In one sense, yes, the appearance of such poems has occurred for nearly a hundred years now, particularly given the presence of early poems about lynchings, such as Richard Wright's "Between the World and Me" and Claude McKay's "The Lynching." Then, there's also a poem like Robert Hayden's "The Whipping," where we watch as the speaker observers a boy receiving physical punishment. But, we're still witnessing something new in this contemporary moment with the accumulation of so many poems and the complexity of the works about assaulted male bodies.

[Related: Reginald Harris & Phillip B. Williams: Witnessing lost boys & men]

Back in 2014 when Eric Garner was killed, I returned to Reginald Harris's volume Autogeography (2013) to read "On the Road," a poem about James Byrd, a black man brutally killed in 1998. In the poem, Harris speaks directly to Byrd, discussing "your broken body," how "your leg twists back onto itself," and "the last thing of this world you see as your head rips from your body." You know, there's a strong irony here: Harris writes beautifully and touchingly about about an incident that was so terribly violent and horrific.  

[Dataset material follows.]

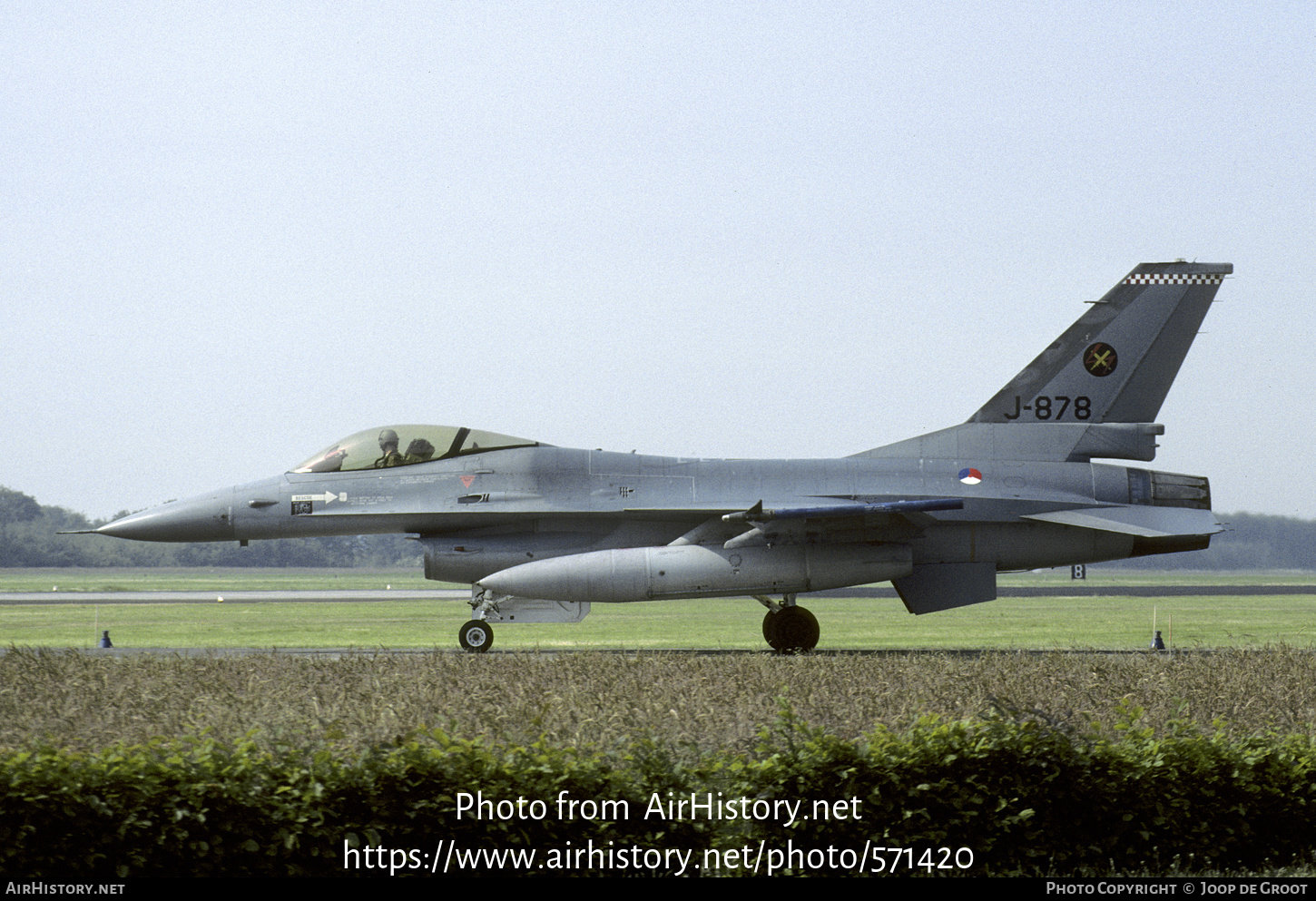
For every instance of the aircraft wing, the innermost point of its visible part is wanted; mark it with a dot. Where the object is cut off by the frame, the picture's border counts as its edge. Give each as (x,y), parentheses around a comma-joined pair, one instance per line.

The intimacy of Harris speaking directly to Byrd, paying such close attention to his subject came to mind as I was reading the title poem from Rickey Laurentiis's Boy With Thorn (2015). Laurentiis takes the Greco-Roman sculpture Boy With Thorn as a subject or, really, a point of departure as he presents a series of 29 short observations in verse. The observations are numbered; here are a few samples: 
                        6.
Was he so terrible a thing to look at?
But was looked at.

                        11.
              I keep thinking of the thorn as
a marker, scrawler, what shapes the places both excused
              and forbidden
in his body’s swamp.

                       17.
    Take it. Don't you have to learn
to take it, eventually?

                        28.
          This was his body, his body
finally his.
                        29.
          He shut the thorn up in his foot, and told his foot
Walk.
I was trying to wrap my mind around what it meant that Laurentiis was observing this sculpture, paying such close attention to this boy with a thorn in his foot, and thinking and writing through these different angles. Those 29 statements, those 29 instances, notations of a poet thinking about a boy attending to injury, damage are mesmerizing.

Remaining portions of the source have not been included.